The study of atmospheric correction of satellite remotely sensed images intended for air pollution using sun-photometers (AERONET) and lidar system in Lemesos, Cyprus

Solar radiation reflected by the Earth's surface to satellite sensors is modified by its interaction with the atmosphere. The objective of atmospheric correction is to determine true surface reflectance values by removing atmospheric effects from satellite images. Atmospheric correction is arguably the most important part of the pre-processing of satellite remotely sensed data. The most important parameter in applying any atmospheric correction is the aerosol optical thickness which is also used for assessing air pollution. This paper explores how the AOT is extracted from atmospheric corrected satellite imagery acquired from Landsat ETM + and how then AOT values are used to assess air pollution. The atmospheric correction algorihm developed by Hadjimitsis and Clayton (2009) is applied to short wavelengths like Landsat TM band 1 and 2 (0.45-0.52μm, 0.52-0.60 μm). The results are also assessed using Lidar system and Cimel Sunphotometer located in the premises of the Cyprus University of Technology in Limassol.

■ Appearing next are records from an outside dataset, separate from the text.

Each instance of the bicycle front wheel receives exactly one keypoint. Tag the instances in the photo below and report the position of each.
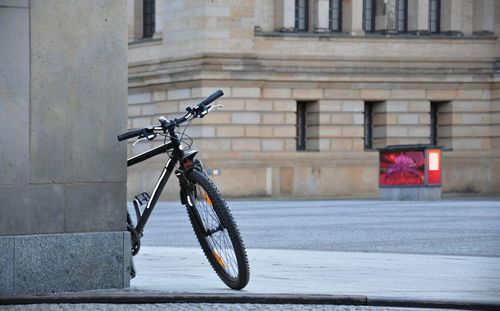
(217, 232)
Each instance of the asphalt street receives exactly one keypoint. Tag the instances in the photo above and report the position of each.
(200, 306)
(447, 227)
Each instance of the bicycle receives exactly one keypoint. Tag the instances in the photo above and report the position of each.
(212, 222)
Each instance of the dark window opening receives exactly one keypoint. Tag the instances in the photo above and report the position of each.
(368, 125)
(402, 16)
(369, 15)
(301, 15)
(335, 15)
(148, 15)
(301, 125)
(434, 16)
(436, 108)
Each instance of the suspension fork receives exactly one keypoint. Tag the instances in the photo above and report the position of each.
(187, 188)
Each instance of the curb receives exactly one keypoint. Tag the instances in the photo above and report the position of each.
(133, 298)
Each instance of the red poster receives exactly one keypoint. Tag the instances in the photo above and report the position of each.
(400, 168)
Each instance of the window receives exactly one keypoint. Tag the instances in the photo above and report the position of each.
(335, 15)
(368, 125)
(369, 15)
(434, 123)
(301, 15)
(436, 115)
(301, 125)
(402, 15)
(148, 17)
(434, 16)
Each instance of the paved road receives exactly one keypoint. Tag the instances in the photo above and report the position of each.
(461, 227)
(200, 306)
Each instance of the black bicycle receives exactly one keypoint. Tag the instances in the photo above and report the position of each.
(210, 217)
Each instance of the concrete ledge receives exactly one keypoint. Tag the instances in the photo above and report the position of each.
(49, 263)
(146, 298)
(410, 193)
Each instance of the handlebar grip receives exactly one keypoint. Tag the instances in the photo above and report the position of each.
(211, 98)
(130, 134)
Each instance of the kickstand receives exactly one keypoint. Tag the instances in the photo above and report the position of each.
(132, 267)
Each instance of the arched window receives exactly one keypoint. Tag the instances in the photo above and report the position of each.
(402, 15)
(369, 15)
(301, 15)
(148, 18)
(434, 13)
(335, 15)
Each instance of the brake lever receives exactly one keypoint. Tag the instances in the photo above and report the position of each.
(139, 140)
(215, 107)
(149, 137)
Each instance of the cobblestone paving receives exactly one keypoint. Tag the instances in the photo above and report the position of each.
(192, 306)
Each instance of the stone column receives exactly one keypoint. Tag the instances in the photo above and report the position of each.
(159, 6)
(484, 16)
(63, 87)
(352, 17)
(284, 15)
(451, 16)
(385, 16)
(418, 16)
(321, 15)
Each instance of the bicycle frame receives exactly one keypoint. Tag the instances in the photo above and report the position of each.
(178, 155)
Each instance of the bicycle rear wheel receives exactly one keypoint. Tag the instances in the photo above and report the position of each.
(217, 232)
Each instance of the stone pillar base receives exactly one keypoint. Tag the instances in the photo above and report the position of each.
(50, 263)
(410, 193)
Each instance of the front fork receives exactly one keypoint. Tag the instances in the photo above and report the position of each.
(185, 184)
(187, 189)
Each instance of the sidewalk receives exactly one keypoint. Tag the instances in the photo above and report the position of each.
(421, 277)
(167, 275)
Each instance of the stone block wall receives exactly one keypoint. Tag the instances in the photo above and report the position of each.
(63, 174)
(266, 68)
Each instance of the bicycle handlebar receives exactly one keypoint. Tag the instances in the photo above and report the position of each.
(200, 110)
(130, 134)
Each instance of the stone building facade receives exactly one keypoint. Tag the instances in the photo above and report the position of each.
(313, 88)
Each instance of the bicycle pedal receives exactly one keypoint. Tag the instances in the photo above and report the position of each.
(142, 199)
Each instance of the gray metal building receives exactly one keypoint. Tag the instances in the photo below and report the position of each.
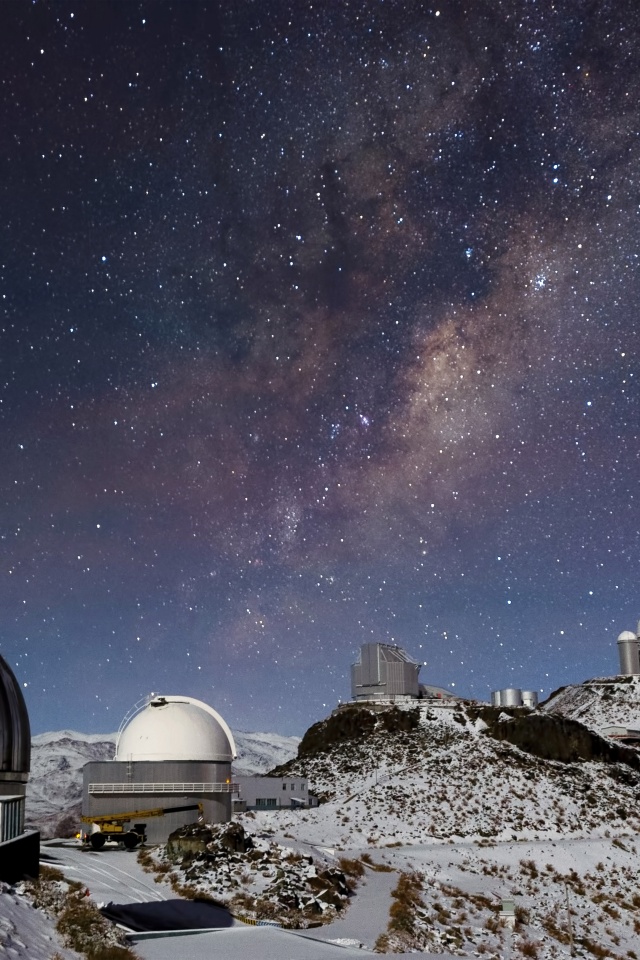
(384, 672)
(176, 752)
(271, 793)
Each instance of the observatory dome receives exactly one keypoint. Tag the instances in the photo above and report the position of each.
(15, 733)
(176, 728)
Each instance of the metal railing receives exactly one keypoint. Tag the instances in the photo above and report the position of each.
(178, 788)
(11, 817)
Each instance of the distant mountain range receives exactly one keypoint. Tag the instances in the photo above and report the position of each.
(54, 793)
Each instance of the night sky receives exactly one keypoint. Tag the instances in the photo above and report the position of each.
(319, 326)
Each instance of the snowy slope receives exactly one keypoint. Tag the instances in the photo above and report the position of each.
(601, 702)
(471, 820)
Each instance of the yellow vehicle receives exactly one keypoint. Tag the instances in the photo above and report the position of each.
(118, 826)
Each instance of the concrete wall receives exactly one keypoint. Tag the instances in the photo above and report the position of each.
(20, 857)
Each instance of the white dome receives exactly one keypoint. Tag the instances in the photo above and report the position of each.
(176, 728)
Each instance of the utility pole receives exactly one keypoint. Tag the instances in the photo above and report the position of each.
(569, 923)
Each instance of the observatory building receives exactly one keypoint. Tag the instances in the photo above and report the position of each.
(19, 850)
(629, 652)
(384, 672)
(172, 765)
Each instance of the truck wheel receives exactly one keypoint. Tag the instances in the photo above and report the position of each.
(97, 841)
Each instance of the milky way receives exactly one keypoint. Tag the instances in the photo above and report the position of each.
(319, 326)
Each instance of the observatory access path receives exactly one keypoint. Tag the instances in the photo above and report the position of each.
(111, 875)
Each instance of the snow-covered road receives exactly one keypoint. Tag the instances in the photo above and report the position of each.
(110, 875)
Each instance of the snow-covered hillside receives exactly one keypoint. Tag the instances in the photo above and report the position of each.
(54, 792)
(448, 779)
(601, 702)
(465, 819)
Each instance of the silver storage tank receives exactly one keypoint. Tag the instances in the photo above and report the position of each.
(511, 697)
(628, 653)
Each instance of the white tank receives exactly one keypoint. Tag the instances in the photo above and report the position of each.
(176, 728)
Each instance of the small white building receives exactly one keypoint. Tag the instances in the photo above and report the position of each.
(272, 793)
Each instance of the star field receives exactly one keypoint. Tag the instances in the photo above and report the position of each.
(318, 326)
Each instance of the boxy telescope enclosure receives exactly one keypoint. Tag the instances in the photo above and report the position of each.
(384, 672)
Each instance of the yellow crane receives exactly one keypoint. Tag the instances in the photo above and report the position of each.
(115, 826)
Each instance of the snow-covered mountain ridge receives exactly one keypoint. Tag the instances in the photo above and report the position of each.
(600, 702)
(468, 806)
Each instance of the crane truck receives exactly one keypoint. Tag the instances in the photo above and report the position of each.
(118, 826)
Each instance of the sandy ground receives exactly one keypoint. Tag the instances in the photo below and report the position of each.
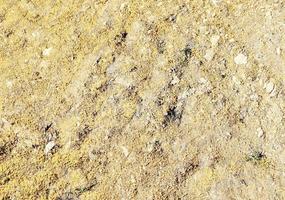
(142, 99)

The authors run the atmospheric correction developed by Hadjimitsis and Clayton (2009) in MATLAB and sample AOT results for the Landsat ETM+ images acquired on the 15/01/2010, 20/4/2010, 09/06/2010 are shown. For the Landsat ETM+ image acquired on 20/4/2010, the AOT was found 1.4 after the application of the atmospheric correction. Such value complies with the AOT value measured by the Cimel Sun-photometer (AERONET) during the satellite overpass. An example of how Lidar is used to assess the existing atmospheric conditions which is useful for assessing air pollution is also presented.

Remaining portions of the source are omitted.